MongoDB Aggregation Framework versus Pandas using PyMongo?

Hello,

I have set of raw MongoDB collections and now for reporting purposes, need to create set of aggregated collections which will have several computed/calculated values (measures), grouping (dimensions) i.e. a computed pattern with structure similar to star schema style:

[
  {
   "measure":123
   "dim_1":{
                  "dim1.col1": "xyz"
                },
   "dim_2":{
                  "dim2.col1": "abc"
                }  
  },
 {
   "measure":234
   "dim_1":{
                  "dim1.col1": "yyz"
                },
   "dim_2":{
                  "dim2.col1": "def"
                }  
  }
]

Please suggest if using MongoDB Aggregation Framework is the right choice here or using Pandas library for all the transformations and computations and then simply load/insert into MongoDB collection using PyMongo ? Which is the most efficient method ?

Appreciate your inputs.

Thanks!

Using Pandas will require you to copy all the data into the client and process it locally.

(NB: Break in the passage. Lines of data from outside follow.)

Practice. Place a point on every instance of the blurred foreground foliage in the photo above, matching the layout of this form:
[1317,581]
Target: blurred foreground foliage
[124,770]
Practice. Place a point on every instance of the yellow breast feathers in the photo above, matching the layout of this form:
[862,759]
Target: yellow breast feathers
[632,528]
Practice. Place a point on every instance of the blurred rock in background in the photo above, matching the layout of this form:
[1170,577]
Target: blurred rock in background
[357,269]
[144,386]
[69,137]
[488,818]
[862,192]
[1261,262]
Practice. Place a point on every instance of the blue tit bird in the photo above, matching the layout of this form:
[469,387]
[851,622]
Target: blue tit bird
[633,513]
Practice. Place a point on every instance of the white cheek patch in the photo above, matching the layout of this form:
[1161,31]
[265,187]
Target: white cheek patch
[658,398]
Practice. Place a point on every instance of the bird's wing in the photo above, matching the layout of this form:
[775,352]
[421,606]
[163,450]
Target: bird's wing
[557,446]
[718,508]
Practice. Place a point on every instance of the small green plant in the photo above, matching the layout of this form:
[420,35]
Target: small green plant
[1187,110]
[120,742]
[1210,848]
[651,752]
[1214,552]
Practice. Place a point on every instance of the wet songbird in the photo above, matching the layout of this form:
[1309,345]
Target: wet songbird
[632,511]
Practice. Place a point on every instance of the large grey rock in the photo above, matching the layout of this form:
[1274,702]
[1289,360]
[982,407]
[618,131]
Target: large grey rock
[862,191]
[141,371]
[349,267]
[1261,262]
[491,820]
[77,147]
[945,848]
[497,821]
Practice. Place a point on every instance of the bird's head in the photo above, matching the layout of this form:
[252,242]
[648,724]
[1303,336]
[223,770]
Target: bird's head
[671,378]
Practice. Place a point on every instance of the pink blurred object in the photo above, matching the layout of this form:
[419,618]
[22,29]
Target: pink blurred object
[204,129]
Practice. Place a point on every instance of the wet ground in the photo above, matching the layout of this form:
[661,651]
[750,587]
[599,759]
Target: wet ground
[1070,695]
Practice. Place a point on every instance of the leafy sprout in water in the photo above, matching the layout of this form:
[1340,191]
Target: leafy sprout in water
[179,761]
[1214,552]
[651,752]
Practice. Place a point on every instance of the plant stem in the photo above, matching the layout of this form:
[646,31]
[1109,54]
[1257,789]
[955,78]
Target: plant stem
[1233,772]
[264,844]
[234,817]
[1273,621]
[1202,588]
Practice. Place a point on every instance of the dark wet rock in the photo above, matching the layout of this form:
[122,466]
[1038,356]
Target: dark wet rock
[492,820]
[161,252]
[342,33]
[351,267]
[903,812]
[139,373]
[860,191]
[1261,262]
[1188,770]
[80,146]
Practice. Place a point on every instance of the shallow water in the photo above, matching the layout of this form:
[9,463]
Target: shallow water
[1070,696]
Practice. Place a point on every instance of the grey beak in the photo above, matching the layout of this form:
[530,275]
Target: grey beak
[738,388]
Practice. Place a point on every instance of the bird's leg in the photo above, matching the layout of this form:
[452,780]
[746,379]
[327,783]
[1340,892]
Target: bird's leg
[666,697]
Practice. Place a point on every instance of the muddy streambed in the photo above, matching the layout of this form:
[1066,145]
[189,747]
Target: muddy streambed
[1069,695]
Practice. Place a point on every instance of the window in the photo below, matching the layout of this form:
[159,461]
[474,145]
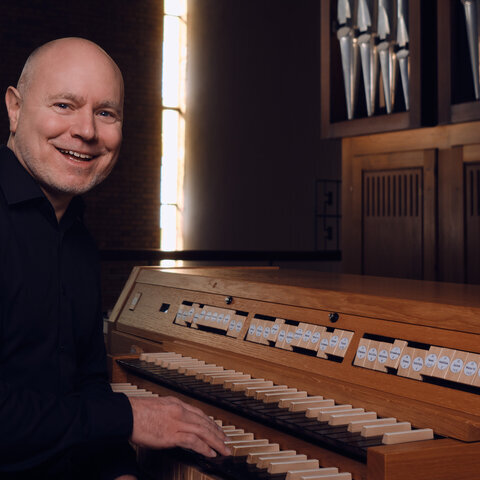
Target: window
[173,123]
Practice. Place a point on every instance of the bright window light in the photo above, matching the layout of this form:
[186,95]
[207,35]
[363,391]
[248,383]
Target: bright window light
[173,124]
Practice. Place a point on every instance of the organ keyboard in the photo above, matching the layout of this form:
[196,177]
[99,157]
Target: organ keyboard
[376,378]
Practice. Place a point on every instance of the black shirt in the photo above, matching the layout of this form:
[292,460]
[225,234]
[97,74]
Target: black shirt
[54,393]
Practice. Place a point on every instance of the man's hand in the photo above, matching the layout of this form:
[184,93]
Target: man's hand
[166,422]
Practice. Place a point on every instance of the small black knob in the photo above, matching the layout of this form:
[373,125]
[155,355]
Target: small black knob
[333,317]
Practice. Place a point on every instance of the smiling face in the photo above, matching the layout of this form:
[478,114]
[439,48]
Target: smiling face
[66,118]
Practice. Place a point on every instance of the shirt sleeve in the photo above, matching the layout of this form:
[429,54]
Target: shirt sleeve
[37,426]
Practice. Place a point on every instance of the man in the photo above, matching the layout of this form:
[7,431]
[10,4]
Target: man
[57,411]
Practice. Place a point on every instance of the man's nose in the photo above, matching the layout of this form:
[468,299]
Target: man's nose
[84,126]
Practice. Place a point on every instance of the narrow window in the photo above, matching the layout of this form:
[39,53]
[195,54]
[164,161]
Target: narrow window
[173,124]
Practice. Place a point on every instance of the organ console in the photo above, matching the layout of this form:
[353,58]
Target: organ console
[311,375]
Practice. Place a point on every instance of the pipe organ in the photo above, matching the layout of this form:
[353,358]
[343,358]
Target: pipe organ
[311,375]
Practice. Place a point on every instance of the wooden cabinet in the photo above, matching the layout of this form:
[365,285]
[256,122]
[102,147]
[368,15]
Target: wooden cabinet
[411,203]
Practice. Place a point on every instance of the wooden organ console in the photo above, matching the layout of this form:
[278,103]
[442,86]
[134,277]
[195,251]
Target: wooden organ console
[313,375]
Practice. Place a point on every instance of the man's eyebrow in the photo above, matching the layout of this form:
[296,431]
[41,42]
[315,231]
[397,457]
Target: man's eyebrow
[66,96]
[111,104]
[78,99]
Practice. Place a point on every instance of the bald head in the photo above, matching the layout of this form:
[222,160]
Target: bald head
[66,117]
[61,46]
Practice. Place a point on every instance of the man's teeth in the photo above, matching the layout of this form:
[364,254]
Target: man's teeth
[77,155]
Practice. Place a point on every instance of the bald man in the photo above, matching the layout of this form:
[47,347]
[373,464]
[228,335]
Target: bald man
[58,415]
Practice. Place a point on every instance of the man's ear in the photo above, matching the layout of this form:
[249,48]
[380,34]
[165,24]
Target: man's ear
[13,100]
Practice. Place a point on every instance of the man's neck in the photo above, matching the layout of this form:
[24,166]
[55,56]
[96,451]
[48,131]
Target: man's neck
[59,201]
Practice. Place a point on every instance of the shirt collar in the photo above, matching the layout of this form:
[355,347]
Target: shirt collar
[19,186]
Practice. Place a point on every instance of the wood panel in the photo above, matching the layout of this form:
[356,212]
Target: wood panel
[472,221]
[450,239]
[150,323]
[394,194]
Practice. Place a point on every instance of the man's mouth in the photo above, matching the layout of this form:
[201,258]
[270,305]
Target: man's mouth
[77,155]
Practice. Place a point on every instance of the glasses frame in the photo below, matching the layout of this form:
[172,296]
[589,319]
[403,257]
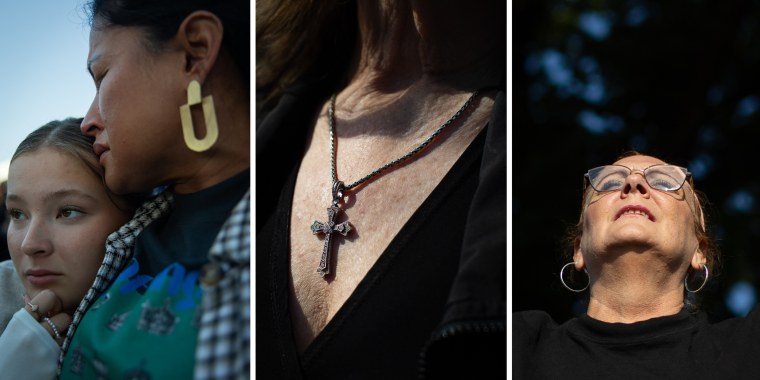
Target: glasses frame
[689,177]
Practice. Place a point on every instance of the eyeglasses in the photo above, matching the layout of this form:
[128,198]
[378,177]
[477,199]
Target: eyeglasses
[659,177]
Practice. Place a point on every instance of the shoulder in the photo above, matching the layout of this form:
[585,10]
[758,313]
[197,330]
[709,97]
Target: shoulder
[11,293]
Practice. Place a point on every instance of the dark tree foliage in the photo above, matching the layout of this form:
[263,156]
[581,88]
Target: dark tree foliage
[593,79]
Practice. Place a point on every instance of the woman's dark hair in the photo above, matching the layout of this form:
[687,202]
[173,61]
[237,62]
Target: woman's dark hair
[297,38]
[161,19]
[64,136]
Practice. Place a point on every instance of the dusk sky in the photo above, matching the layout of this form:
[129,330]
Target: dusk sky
[43,75]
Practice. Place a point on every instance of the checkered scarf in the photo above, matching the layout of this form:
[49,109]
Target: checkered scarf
[224,336]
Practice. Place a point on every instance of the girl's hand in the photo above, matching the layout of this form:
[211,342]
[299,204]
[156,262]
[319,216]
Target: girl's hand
[45,307]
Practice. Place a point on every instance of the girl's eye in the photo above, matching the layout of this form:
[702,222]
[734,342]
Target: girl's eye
[16,214]
[70,213]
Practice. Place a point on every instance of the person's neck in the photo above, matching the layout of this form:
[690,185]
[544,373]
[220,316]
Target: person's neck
[418,61]
[635,288]
[404,44]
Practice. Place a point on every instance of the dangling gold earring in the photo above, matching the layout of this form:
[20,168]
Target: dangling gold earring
[209,116]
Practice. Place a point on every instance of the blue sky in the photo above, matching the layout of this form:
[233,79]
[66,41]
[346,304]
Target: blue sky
[43,75]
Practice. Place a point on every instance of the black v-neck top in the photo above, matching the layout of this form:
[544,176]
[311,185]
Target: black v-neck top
[680,346]
[385,326]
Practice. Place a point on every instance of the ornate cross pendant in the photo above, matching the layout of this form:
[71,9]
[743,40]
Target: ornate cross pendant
[328,228]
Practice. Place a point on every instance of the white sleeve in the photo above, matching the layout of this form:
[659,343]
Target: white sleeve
[27,351]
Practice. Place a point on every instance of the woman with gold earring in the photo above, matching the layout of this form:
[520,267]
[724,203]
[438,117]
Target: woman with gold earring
[170,117]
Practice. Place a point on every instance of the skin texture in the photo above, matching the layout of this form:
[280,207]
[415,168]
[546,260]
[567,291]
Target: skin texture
[135,117]
[637,262]
[60,218]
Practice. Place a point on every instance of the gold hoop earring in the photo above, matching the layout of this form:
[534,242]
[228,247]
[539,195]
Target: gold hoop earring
[209,116]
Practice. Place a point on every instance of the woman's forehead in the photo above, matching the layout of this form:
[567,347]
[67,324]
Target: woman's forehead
[639,161]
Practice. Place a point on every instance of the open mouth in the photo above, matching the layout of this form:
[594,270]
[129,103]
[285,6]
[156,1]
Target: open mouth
[634,211]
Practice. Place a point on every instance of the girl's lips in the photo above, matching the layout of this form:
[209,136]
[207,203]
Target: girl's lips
[634,210]
[41,277]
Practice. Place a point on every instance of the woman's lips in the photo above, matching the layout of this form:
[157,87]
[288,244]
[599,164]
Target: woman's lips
[634,210]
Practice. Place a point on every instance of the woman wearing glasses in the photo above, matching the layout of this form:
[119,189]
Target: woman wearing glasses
[641,250]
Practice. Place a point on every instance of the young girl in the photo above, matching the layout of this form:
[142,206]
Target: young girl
[60,216]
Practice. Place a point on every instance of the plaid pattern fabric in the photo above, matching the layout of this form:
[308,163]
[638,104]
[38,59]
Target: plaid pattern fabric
[224,336]
[224,333]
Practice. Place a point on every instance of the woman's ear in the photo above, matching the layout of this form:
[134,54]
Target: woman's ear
[578,255]
[699,258]
[200,36]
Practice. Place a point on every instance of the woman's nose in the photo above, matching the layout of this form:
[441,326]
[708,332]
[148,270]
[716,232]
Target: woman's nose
[636,182]
[92,124]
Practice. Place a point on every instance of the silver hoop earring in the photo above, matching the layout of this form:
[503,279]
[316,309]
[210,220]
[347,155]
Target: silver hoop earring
[686,282]
[562,278]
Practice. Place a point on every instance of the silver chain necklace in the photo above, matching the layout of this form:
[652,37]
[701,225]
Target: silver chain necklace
[329,228]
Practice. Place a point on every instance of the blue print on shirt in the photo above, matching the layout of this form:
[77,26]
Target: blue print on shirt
[182,285]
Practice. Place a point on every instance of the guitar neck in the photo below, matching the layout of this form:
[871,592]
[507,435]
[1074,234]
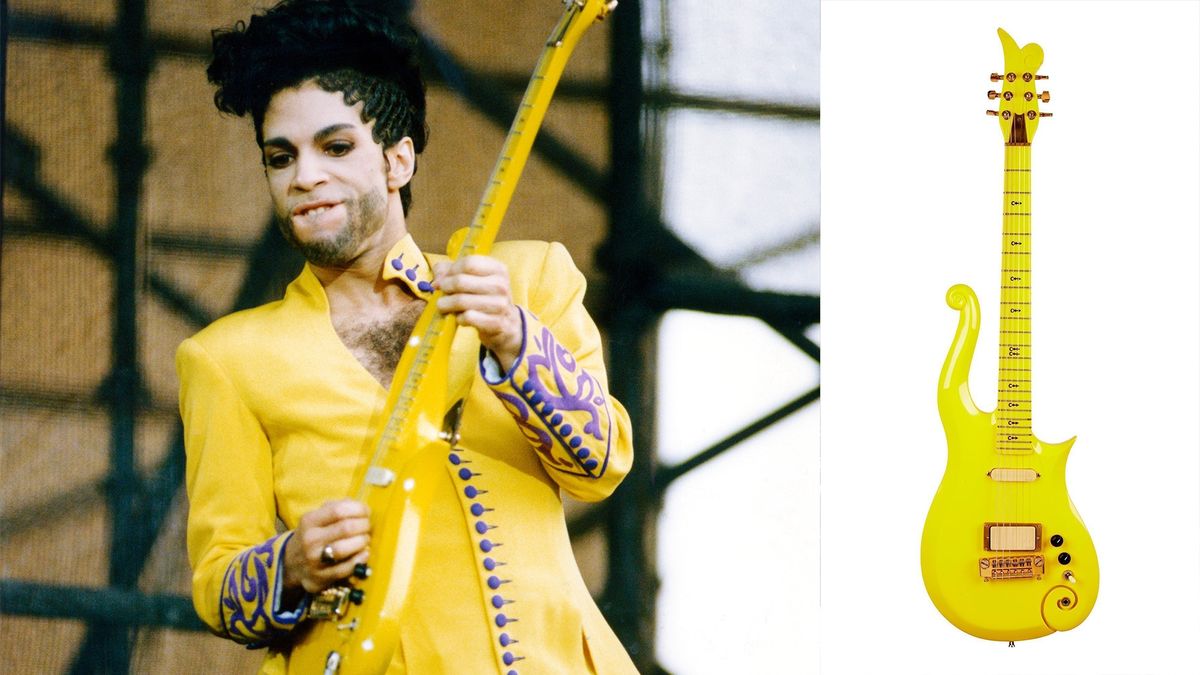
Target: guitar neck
[433,329]
[1014,406]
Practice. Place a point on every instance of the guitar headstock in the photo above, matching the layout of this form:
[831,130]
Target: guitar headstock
[579,16]
[1018,96]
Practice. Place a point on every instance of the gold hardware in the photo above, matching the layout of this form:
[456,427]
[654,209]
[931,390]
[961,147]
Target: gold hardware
[450,424]
[329,603]
[1012,536]
[1012,567]
[1001,475]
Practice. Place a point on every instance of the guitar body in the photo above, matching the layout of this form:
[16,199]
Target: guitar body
[953,543]
[363,637]
[354,627]
[1005,555]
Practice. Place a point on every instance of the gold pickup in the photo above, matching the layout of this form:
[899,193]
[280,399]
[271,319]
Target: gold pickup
[1012,537]
[1002,475]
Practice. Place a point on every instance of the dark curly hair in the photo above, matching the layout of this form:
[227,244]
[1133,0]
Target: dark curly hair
[343,46]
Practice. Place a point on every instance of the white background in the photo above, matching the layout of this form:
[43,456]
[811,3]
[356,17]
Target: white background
[911,173]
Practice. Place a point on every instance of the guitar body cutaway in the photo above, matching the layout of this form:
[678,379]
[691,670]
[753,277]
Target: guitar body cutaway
[1005,555]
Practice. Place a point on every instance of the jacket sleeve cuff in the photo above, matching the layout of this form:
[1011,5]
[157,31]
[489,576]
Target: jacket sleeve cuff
[559,406]
[252,593]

For a large dataset this can be a significant overhead. With the aggregation framework the processing is done inside the database cluster with no network transfer or local storage overheads. You can also easily streams your results into another collection using $out.

1 Like

Thanks, Aggregation framework also seems to have certain result + memory size limitations. However, is it correct that when allowDiskUse is set to True, it would take care of these restrictions implicitly ? And since we would be pushing down the large processing overhead onto the MongoDB server side, what is the minimum DB capacity w.r.t RAM, storage etc preferred?

Hard to predict required memory without know the dataset size, the queries and doing a full working set calculation. If you are using Atlas it is relatively easy to try out different configurations and see what memory configuration works.